Los flamantes lideres de la organización, con el nuevo primer ministro Mullah Mohammed Hassan Askund a la cabeza, han recibido de vuelta un país muy distinto al que dejaron hace dos décadas. Aunque pequeñas, las chispas de resistencia han comenzado a aparecer en distintos puntos de Afganistán como señales de que la victoria Talibán no es del todo asegurada. Inspirada por dos décadas de relativa libertad, por el acceso a información, educación y la influencia de la cultura occidental, una nueva generación de afganos y afganas no parece dispuesta a someterse a una teocracia dictatorial sin dar la pelea. Igual como el puñado de mujeres mencionado más arriba, muchas otras esconden rabia, rebeldía y fortaleza debajo de sus burkas, probablemente soñando con un contraataque. Las redes sociales, aunque sea en forma clandestina, son su principal arma.

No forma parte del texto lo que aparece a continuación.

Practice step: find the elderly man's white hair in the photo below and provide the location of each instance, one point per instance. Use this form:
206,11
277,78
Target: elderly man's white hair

En las últimas semanas ha comenzado a hablarse de una “doctrina Biden” en Washington, una estrategia política que pone mas énfasis en la diplomacia y la unificación de fuerzas internacionales contra brotes de autoritarismo que en “guerras eternas” que pretenden pacificar y provocar cambios de régimen en áreas que, como está probado, la inteligencia norteamericana no siempre entiende a cabalidad.